The Monarchs of the mid-1920s dominated Black baseball in a manner similar to the New York Yankees in Major League Baseball. When Monarchs owner J.L. Wilkinson needed to name a manager in 1920 there were plenty of potential candidates in the Black baseball circuit. He chose the talented Afro-Cuban pitcher Méndez as Monarchs manager.
Wilkinson’s choice likely surprised observers, and it clearly remains a bold decision to those who study history.
Other Latinos had managed teams in the Black baseball circuit before Méndez. However, teams such as the All Cubans and Cuban Stars were composed almost exclusively, if not entirely, of Latinos. The 1920 Monarchs were different.
The Monarchs’ roster was almost entirely African American. Twenty-one of the 25 players who appeared in the regular season for the Monarchs that season were African American, according to Baseball-Reference.com.
Méndez was a familiar face for those in the Negro Leagues. He participated in the U.S. Black baseball circuit since he toured with the All Cubans team in 1908. Yet, as a managerial candidate he faced what might have been a significant challenge. English was his second language.
Wilkinson looked beyond this to the reputation that Méndez had established within the circuit as a fierce competitor and smart baseball man.
The Black Diamond
Méndez established himself as a dominant pitcher in the Cuban league before he ventured north to play in the United States. The Afro-Cuban acquired several nicknames that reflected his masterful pitching in the Cuban league. He was 76-28 while earning several nicknames, including “el diamante negro,” the Black Diamond.
His performance in exhibition games against barnstorming teams of white major leaguers in Cuba and across the United States also won him acclaim. Some referred to Méndez as the Black Matty, which was a reference to Washington Senators ace Christy Mathewson.

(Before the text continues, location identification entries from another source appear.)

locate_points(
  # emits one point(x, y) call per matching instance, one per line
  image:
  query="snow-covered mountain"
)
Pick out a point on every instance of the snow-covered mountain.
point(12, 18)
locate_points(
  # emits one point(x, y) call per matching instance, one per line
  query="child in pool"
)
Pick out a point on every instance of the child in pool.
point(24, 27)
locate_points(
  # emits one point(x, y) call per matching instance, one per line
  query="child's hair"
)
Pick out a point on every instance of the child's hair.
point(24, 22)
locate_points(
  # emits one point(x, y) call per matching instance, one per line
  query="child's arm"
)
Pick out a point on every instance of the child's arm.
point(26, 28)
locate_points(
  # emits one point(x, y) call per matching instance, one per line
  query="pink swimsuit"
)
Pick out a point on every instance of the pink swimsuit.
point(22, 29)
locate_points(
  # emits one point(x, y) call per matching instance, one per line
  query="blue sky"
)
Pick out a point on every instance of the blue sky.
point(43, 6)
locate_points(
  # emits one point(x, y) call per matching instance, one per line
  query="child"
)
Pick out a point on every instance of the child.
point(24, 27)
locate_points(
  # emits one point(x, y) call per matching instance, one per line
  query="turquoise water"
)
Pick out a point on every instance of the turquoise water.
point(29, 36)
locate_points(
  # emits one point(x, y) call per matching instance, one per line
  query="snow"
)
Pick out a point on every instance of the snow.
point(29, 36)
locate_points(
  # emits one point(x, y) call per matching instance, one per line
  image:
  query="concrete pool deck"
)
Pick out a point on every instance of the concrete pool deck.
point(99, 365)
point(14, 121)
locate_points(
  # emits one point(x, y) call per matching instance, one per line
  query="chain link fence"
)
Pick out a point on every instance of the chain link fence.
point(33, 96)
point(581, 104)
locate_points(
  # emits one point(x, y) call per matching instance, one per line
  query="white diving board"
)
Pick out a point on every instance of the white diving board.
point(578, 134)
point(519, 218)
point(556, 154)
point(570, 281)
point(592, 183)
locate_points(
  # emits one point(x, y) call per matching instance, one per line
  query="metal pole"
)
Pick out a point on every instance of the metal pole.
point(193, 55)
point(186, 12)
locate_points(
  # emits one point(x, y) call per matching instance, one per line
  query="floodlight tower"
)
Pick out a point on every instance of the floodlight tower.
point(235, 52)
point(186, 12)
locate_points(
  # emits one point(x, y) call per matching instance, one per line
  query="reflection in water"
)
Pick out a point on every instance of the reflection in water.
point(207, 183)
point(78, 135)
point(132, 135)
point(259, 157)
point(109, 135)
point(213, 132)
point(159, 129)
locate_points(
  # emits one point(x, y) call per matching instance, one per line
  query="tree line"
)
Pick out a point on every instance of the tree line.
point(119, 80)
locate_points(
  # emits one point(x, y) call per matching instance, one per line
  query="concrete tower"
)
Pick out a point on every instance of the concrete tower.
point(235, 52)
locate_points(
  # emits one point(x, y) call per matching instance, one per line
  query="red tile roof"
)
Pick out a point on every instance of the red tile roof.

Notably, Méndez compiled a 25-inning scoreless streak against major league teams touring Cuba in 1908 and 1909.
Méndez’s reputation was such that in November 1911, the Chicago Defender reported on the praise Cuban sportswriter Pepe Conte had lavished on Méndez.

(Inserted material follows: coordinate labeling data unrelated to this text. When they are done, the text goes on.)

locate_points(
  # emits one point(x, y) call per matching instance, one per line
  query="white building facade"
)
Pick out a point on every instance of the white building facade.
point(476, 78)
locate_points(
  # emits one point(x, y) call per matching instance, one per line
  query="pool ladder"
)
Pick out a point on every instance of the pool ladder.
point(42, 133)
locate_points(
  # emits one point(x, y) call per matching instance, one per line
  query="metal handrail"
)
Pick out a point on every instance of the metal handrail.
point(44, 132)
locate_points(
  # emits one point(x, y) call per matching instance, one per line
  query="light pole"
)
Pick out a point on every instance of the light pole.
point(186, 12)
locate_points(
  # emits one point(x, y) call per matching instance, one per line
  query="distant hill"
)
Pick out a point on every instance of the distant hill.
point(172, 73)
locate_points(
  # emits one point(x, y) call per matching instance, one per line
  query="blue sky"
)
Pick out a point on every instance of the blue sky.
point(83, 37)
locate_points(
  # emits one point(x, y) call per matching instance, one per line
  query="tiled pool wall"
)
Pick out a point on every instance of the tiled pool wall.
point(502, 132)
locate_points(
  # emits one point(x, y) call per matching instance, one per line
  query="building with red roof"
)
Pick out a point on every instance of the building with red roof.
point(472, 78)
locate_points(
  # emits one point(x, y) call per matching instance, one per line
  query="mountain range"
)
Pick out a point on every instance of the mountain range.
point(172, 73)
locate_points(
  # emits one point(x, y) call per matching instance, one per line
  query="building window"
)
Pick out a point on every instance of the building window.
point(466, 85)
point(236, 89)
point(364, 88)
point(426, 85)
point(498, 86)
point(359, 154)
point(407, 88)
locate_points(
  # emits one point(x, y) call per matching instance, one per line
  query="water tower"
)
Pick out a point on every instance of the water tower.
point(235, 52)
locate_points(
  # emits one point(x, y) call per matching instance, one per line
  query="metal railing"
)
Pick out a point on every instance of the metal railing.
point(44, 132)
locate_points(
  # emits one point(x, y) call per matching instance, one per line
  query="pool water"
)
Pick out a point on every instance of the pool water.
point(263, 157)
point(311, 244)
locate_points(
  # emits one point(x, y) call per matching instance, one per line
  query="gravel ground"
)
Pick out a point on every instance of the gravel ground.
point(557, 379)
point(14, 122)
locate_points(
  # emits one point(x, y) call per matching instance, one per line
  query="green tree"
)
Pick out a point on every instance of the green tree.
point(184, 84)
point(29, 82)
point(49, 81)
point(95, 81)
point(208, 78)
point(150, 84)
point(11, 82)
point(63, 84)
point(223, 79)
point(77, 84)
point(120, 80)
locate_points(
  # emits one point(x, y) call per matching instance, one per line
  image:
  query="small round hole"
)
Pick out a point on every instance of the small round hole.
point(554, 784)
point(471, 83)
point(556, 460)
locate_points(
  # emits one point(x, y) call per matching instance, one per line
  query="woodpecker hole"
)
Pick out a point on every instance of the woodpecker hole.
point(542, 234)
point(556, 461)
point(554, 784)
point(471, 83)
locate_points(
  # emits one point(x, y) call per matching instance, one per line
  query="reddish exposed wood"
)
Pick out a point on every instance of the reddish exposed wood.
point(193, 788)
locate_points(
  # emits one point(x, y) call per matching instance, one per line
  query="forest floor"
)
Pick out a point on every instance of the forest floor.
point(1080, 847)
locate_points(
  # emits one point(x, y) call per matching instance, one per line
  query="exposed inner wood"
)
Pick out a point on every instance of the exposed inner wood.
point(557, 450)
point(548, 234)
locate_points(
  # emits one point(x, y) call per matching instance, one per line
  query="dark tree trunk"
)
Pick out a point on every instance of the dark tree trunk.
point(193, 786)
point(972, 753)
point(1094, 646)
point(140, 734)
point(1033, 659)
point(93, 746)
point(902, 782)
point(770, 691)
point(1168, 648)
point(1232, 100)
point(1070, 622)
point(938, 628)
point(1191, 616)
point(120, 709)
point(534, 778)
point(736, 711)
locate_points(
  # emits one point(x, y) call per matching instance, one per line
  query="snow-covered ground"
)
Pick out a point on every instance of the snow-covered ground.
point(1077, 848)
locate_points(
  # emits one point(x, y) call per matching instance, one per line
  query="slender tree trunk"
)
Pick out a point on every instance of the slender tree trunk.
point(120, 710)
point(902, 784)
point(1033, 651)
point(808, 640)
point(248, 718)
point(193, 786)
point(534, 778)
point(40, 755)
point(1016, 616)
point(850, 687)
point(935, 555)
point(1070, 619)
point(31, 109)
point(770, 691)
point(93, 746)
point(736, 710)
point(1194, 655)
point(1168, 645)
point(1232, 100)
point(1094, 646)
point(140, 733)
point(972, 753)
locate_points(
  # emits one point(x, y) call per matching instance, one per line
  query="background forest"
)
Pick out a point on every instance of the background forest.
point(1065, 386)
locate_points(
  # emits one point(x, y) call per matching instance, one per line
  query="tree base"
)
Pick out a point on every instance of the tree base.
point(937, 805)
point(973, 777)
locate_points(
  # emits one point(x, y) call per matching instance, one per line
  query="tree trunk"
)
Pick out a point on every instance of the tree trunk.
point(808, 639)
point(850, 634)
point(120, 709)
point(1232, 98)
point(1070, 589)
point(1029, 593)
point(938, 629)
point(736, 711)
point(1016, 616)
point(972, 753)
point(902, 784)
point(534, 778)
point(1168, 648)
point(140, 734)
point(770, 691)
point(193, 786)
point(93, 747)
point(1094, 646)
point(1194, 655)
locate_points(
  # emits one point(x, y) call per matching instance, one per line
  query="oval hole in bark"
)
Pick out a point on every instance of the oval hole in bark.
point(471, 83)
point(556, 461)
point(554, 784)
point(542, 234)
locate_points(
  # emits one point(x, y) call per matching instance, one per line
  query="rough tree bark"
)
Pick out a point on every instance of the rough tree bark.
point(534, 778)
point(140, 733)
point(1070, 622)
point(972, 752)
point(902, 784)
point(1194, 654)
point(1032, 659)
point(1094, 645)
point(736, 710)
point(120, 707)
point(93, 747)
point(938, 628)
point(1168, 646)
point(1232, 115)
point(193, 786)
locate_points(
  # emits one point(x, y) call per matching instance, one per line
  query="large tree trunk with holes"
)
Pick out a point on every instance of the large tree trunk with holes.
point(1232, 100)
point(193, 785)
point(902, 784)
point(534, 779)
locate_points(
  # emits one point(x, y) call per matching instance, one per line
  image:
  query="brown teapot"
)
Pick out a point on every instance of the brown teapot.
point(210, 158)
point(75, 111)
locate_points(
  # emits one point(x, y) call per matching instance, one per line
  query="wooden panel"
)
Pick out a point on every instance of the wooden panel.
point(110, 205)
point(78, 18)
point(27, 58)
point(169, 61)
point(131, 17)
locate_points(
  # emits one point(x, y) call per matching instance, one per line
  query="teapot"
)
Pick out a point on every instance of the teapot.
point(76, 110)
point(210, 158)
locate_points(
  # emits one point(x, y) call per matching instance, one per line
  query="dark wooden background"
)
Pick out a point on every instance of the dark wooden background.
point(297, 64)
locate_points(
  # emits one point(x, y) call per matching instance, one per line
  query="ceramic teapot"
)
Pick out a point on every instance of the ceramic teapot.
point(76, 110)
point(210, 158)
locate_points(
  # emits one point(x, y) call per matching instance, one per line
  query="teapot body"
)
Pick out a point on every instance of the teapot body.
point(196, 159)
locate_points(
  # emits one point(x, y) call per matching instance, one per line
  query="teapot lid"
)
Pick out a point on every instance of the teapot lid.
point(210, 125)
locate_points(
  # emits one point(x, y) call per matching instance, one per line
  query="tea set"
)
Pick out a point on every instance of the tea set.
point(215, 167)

“American baseball fans can talk all they want about their Benders, Mathewsons, Walshes and Browns,” Conte wrote, “but down in our country we have a pitcher that none of the best batters in the country can touch. This is the famous black tornado, Mendez.”

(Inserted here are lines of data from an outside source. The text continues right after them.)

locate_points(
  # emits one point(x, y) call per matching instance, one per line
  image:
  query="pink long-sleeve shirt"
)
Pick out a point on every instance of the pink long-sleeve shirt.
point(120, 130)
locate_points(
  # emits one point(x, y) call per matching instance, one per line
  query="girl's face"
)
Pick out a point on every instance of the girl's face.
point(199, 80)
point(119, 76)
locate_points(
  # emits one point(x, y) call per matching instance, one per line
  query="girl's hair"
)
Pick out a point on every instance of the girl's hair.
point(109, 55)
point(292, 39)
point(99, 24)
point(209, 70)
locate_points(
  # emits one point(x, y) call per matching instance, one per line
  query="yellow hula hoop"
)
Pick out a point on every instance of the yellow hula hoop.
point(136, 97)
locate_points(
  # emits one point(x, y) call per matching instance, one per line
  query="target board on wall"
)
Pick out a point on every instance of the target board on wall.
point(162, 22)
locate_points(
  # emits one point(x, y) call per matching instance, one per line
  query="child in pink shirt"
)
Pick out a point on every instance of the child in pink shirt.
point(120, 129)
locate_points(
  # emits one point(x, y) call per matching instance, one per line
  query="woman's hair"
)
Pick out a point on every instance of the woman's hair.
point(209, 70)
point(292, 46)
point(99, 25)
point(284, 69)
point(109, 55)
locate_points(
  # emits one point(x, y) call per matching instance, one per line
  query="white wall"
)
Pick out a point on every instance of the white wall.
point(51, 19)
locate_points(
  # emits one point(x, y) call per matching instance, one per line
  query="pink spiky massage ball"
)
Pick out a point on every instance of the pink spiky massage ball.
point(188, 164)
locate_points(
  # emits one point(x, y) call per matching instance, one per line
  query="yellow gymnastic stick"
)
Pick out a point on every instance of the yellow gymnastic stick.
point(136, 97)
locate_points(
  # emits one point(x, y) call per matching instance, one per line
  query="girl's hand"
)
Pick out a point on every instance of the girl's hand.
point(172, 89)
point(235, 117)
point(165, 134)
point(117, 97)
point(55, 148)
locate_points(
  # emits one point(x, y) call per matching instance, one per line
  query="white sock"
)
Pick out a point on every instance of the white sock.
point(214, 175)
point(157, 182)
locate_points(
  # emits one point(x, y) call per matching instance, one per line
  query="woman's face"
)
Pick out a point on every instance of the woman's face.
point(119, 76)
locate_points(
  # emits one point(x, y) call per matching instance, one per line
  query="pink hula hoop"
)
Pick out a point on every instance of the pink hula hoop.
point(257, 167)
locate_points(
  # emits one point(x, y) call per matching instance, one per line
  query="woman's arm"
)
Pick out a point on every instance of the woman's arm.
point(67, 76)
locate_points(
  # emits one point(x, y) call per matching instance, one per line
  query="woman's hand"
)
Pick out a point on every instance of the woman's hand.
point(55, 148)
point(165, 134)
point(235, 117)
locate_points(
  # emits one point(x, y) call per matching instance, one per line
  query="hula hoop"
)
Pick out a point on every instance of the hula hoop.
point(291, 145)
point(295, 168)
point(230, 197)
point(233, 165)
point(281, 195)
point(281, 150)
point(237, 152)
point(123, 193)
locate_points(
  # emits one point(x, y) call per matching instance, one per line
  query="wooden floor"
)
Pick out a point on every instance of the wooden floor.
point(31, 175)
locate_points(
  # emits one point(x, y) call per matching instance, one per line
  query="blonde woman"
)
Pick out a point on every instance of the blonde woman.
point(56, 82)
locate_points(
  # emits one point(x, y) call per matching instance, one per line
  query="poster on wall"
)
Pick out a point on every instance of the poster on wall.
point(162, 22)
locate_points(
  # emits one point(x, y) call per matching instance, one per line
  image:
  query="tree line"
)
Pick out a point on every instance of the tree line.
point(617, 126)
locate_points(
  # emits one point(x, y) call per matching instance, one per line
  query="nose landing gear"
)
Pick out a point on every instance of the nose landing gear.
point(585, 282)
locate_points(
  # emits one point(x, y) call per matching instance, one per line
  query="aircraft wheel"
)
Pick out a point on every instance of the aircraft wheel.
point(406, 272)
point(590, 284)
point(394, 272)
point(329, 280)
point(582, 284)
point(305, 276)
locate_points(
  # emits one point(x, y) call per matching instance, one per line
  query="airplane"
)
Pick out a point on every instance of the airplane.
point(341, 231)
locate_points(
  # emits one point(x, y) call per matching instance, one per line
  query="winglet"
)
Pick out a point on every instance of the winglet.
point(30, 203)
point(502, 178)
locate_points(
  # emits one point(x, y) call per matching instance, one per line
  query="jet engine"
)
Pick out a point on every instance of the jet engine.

There was more to Conte’s report. The Cuban scribe described how Méndez dominated major leaguers in exhibition games during winter tours of the island. While Conte celebrated Méndez’s talents he also acknowledged that baseball’s color line in the United States limited Méndez’s professional opportunities.
“Mendez has more curves than any pitcher in America, and if some inventive genius could produce a whitening process whereby we could get this fellow into the big leagues, he’d win a pennant for either tail-end team in either league,” Conte wrote.
Negro League Champs
Méndez had well established himself as an exceptionally talented player in the U.S. Black baseball circuit by 1920. What Wilkinson gave him that season was the opportunity to serve as player-manager. Méndez and the Monarchs would enjoy resounding success over the following seasons.
The first Negro World Series was organized in 1924, pitting the pennant winners of the Negro National League and the Eastern Colored League. Méndez’s Kansas City Monarchs prevailed over the Hildale Darby Daisies in that first match-up.
The two teams faced off again the following year with Méndez’s team once again defeating Hildale. The Monarchs went for a three-peat in 1926, but they fell to the Chicago American Giants.
Méndez led the Monarchs to one of the more formidable three-year runs in Negro League baseball history. Just as compelling is the bold decision Monarchs owner Wilkinson made in entrusting the fortunes of his team to Méndez.
Wilkinson did not let cultural difference become a barrier to his hiring a Latino. He placed his faith in Méndez as a leader who could communicate with his players. In so doing Wilkinson revealed he was well ahead of his time, hiring an Afro-Latino manager nearly half a century before a major league organization hired a Latino manager.